She Grew Tired of Waiting For The Sale.
Mrs. Charles Rorick Said to Be at Danville—Detective Milt McDonald is Working on the Case—Is Interested.
It is thought that Mrs. Charles Rorick, the wife of the Front street barber, who ran away from her happy home ten days ago, is at Danville. The supposition is that she ran away with a man known only to her husband by the sobriquet of “Zing-Zang.”
Milt McDonald, of near Coatsburg, 62 years of age, one of the sleuths of the Grannon Tin Star Detective agency of Cincinnati, whose housekeeper Mrs. Rorick was before her marriage, is interested in the case and has been working on it for some days. It was he who located the woman at Danville and he asked the local police to write the department there and learn if the information that has reached him is correct. The local department is quite busy with other matters and has not yet found time to comply with the request. Detective McDonald will likely turn the matter over to the agency for further unraveling.
Mrs. Rorick is described at 17 years old, cross-eyed, and weighing 150 pounds.

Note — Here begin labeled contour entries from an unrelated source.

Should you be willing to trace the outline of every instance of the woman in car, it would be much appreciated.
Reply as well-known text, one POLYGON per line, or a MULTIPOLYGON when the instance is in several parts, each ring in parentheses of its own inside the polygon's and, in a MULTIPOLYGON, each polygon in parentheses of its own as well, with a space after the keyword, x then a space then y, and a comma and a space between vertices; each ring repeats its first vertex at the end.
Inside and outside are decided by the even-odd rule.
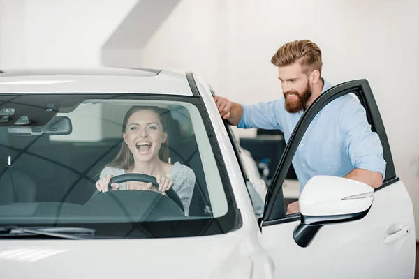
POLYGON ((154 190, 166 195, 172 187, 188 214, 195 186, 195 174, 178 162, 168 163, 168 134, 163 116, 168 111, 154 107, 132 107, 125 115, 122 126, 124 142, 116 158, 102 170, 96 186, 108 190, 113 176, 124 174, 143 174, 155 176, 159 187, 143 182, 112 183, 111 190, 154 190))

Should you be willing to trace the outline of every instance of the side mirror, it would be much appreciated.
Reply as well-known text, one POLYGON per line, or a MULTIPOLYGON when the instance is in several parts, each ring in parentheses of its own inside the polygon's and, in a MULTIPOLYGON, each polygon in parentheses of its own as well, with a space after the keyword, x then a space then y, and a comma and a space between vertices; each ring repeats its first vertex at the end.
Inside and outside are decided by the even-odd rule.
POLYGON ((359 220, 367 215, 374 190, 361 182, 336 176, 317 176, 306 184, 300 196, 301 223, 294 240, 308 246, 325 225, 359 220))

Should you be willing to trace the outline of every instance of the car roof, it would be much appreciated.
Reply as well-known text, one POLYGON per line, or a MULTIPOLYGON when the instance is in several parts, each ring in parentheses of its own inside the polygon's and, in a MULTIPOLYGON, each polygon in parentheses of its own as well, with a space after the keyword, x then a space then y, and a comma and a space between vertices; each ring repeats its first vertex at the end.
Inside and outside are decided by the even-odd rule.
POLYGON ((193 96, 185 72, 147 68, 0 68, 0 93, 136 93, 193 96))

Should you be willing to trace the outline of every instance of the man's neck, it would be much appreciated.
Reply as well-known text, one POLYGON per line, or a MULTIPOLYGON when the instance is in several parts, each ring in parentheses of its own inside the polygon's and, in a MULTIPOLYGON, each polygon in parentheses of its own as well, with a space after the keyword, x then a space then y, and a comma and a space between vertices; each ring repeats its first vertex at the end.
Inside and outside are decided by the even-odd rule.
POLYGON ((316 100, 319 96, 321 95, 321 93, 323 92, 323 88, 324 86, 325 83, 323 80, 323 78, 321 78, 318 82, 313 85, 313 87, 311 88, 311 96, 310 97, 310 98, 306 104, 306 109, 309 108, 309 107, 311 105, 313 102, 314 102, 314 100, 316 100))

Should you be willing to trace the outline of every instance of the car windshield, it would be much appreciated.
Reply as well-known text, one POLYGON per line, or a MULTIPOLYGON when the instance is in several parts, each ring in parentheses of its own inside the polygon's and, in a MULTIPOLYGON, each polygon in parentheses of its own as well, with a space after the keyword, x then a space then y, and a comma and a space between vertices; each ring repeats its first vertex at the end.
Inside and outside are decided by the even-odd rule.
POLYGON ((116 238, 235 229, 240 215, 208 119, 196 97, 1 95, 0 227, 116 238))

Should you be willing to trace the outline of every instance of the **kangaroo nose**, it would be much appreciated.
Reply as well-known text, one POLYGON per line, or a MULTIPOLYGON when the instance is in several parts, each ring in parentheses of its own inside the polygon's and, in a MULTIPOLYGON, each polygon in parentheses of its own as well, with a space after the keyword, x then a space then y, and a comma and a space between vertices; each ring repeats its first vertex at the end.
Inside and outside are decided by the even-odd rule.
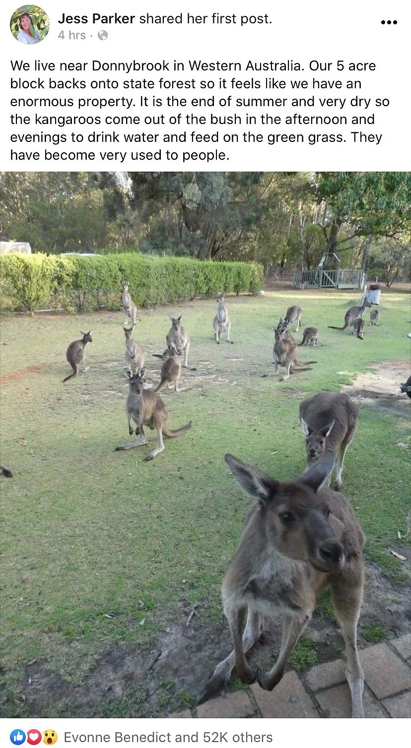
POLYGON ((338 563, 343 554, 343 547, 336 540, 326 540, 320 548, 320 555, 327 563, 338 563))

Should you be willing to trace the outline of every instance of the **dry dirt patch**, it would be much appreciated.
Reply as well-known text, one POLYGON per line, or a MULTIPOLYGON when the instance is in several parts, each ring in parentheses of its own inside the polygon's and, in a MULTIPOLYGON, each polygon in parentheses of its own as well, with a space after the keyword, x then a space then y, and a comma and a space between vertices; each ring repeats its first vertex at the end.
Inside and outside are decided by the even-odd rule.
POLYGON ((410 417, 411 400, 400 392, 401 383, 411 373, 410 361, 377 361, 372 367, 375 372, 359 374, 353 384, 343 389, 364 405, 410 417))

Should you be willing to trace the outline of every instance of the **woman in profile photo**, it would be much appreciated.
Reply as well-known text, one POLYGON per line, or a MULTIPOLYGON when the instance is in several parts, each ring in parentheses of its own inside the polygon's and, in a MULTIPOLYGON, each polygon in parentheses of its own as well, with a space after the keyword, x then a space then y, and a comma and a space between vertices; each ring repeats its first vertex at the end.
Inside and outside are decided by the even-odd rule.
POLYGON ((17 34, 17 39, 22 44, 37 44, 40 41, 40 34, 33 26, 33 21, 28 13, 22 13, 19 16, 19 26, 20 31, 17 34))

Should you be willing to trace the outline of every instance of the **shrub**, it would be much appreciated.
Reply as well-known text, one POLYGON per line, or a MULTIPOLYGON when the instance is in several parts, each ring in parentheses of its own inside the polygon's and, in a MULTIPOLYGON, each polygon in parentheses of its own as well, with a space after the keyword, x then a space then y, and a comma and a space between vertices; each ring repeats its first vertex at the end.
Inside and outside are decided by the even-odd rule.
POLYGON ((121 280, 129 281, 139 307, 171 304, 194 296, 248 291, 261 286, 262 267, 255 263, 216 263, 134 252, 81 255, 4 254, 1 285, 12 307, 33 311, 45 304, 69 310, 120 309, 121 280))

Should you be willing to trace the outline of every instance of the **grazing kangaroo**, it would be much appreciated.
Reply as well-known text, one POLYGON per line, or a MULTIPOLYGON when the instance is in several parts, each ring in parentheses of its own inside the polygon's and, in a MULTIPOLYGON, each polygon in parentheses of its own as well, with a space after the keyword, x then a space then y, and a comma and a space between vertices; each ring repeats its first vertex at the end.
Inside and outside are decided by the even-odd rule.
POLYGON ((333 325, 329 325, 328 327, 331 330, 345 330, 348 327, 353 325, 356 319, 359 317, 362 317, 367 307, 371 307, 371 304, 366 298, 364 299, 363 303, 361 307, 350 307, 350 309, 345 313, 345 316, 344 318, 344 327, 337 328, 334 327, 333 325))
POLYGON ((298 331, 299 330, 299 324, 301 322, 302 314, 302 307, 296 307, 296 306, 288 307, 288 309, 287 310, 284 322, 290 322, 290 325, 291 325, 291 323, 295 322, 295 320, 296 319, 297 326, 296 328, 296 332, 298 332, 298 331))
POLYGON ((272 690, 284 675, 316 598, 329 587, 345 643, 352 716, 363 717, 364 678, 356 634, 364 587, 364 535, 345 497, 329 488, 319 490, 332 469, 332 452, 327 450, 288 483, 231 455, 225 455, 225 461, 243 491, 258 503, 249 512, 222 587, 234 649, 216 667, 199 702, 219 690, 234 665, 243 683, 257 678, 261 688, 272 690), (250 667, 246 658, 263 633, 264 615, 282 616, 280 652, 265 673, 250 667))
POLYGON ((3 468, 0 465, 0 475, 4 475, 4 478, 13 478, 13 473, 10 470, 7 470, 7 468, 3 468))
POLYGON ((336 491, 341 487, 344 459, 356 433, 359 413, 357 404, 344 392, 319 392, 299 405, 299 420, 306 437, 307 465, 326 450, 332 450, 337 456, 336 491))
MULTIPOLYGON (((274 374, 278 373, 278 365, 285 367, 287 369, 287 374, 284 374, 280 381, 285 381, 286 379, 288 379, 290 372, 291 372, 291 374, 295 374, 298 372, 312 371, 309 367, 305 369, 294 369, 297 361, 297 346, 295 340, 288 340, 286 330, 283 332, 281 332, 279 330, 275 330, 274 334, 275 335, 275 343, 274 343, 274 349, 273 351, 274 358, 273 364, 275 366, 274 374)), ((308 361, 308 363, 315 362, 308 361)))
MULTIPOLYGON (((177 350, 175 346, 171 346, 170 349, 167 349, 166 355, 165 351, 162 355, 164 358, 164 363, 161 367, 161 378, 159 384, 157 384, 154 392, 161 392, 161 390, 165 387, 166 384, 168 387, 173 386, 173 382, 174 384, 174 392, 184 392, 183 390, 178 389, 178 380, 181 375, 181 354, 177 350)), ((158 358, 159 355, 153 353, 153 356, 158 358)))
POLYGON ((371 309, 370 312, 370 325, 376 325, 378 327, 381 312, 378 309, 371 309))
POLYGON ((80 330, 80 332, 83 336, 82 340, 73 340, 73 343, 70 343, 66 351, 66 358, 73 369, 73 374, 70 374, 70 376, 67 376, 65 379, 63 379, 64 382, 67 381, 68 379, 71 379, 72 376, 77 376, 79 365, 80 364, 82 364, 83 365, 83 372, 88 371, 90 369, 90 367, 86 367, 85 364, 84 349, 88 343, 93 343, 93 340, 91 340, 91 333, 93 331, 91 330, 90 332, 82 332, 80 330))
POLYGON ((162 435, 165 436, 180 436, 184 434, 191 426, 191 421, 186 423, 181 429, 174 431, 168 429, 165 426, 167 420, 167 410, 164 402, 153 390, 145 390, 144 385, 145 369, 141 369, 138 374, 134 374, 129 378, 129 396, 126 402, 126 413, 129 422, 129 434, 133 432, 131 420, 134 421, 137 428, 136 435, 138 436, 137 441, 132 441, 121 447, 116 447, 115 451, 121 450, 131 450, 133 447, 141 447, 147 444, 147 437, 143 430, 143 426, 147 426, 149 429, 156 429, 157 432, 157 446, 153 452, 150 452, 145 460, 152 460, 159 452, 162 452, 164 442, 162 435))
POLYGON ((129 319, 132 319, 133 325, 136 325, 136 322, 137 322, 137 307, 129 293, 129 284, 127 280, 123 280, 121 282, 121 285, 123 286, 121 301, 123 302, 124 325, 127 324, 129 319))
POLYGON ((305 328, 302 333, 302 340, 299 343, 299 346, 304 346, 306 343, 311 343, 311 346, 318 345, 318 330, 317 328, 305 328))
POLYGON ((190 371, 195 372, 195 367, 189 367, 189 364, 187 364, 187 358, 190 347, 190 339, 188 332, 181 325, 182 316, 183 315, 180 314, 179 317, 177 317, 177 319, 171 316, 168 318, 171 321, 171 327, 167 333, 165 343, 167 343, 168 348, 171 348, 171 346, 174 346, 177 351, 179 351, 181 354, 183 353, 184 362, 183 364, 183 367, 184 369, 189 369, 190 371))
POLYGON ((144 364, 145 355, 143 349, 133 337, 136 325, 131 328, 123 328, 126 337, 126 370, 130 374, 138 374, 144 364))
POLYGON ((364 330, 365 328, 365 322, 362 317, 359 317, 356 319, 354 322, 354 326, 353 328, 353 335, 356 335, 359 337, 360 340, 364 340, 364 330))
POLYGON ((216 333, 216 340, 219 344, 220 337, 223 332, 227 333, 227 343, 232 343, 230 340, 230 328, 231 322, 228 316, 227 307, 225 304, 225 295, 223 291, 219 291, 217 294, 217 313, 213 320, 213 329, 216 333))

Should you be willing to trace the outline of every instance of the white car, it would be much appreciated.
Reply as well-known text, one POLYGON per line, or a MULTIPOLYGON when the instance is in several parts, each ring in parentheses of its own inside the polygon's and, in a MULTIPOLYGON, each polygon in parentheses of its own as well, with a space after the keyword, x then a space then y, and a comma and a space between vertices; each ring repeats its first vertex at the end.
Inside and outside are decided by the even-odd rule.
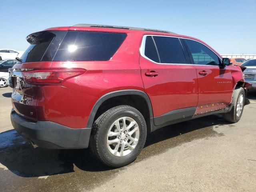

She is not very pretty to look at but Detective McDonald says she is a good housekeeper and would like to get her back in that capacity.
Last year he entered into negotiations with her husband to give up possession of the woman and offered to pay the expenses of a divorce but the husband considered her worth more than that as indicated by the following correspondence that the detective does not hesitate to show:
Quincy, Ill., April 2, 1904—Milt. McDonald: I will make you a proposition, if you want Mary. You will have to make me a present of so much money, as I have been offered that just the other day. But I would rather see you have her than anyone else, and I don’t like to see anyone have her in this town. I have spent lots of money on her, and I don’t expect to sell her or give her away to any one. Write to me and let me know what you will do.
Milt, the detective, appears to have answered this letter for he has another under date of August 24, over four months after the receipt of the one just quoted. The last one reads as follows:
Sir: Your letter at hand; will say that I will take $100 and you can send the money for her to come, providing you send the $100. That’s all I have to say. Write at once. Send for her right away. But if you want her you will have to send the amount.
Mary must have tired of waiting for the closing of the deal. When “Zing Zang” crossed her path she found her affinity and flitted.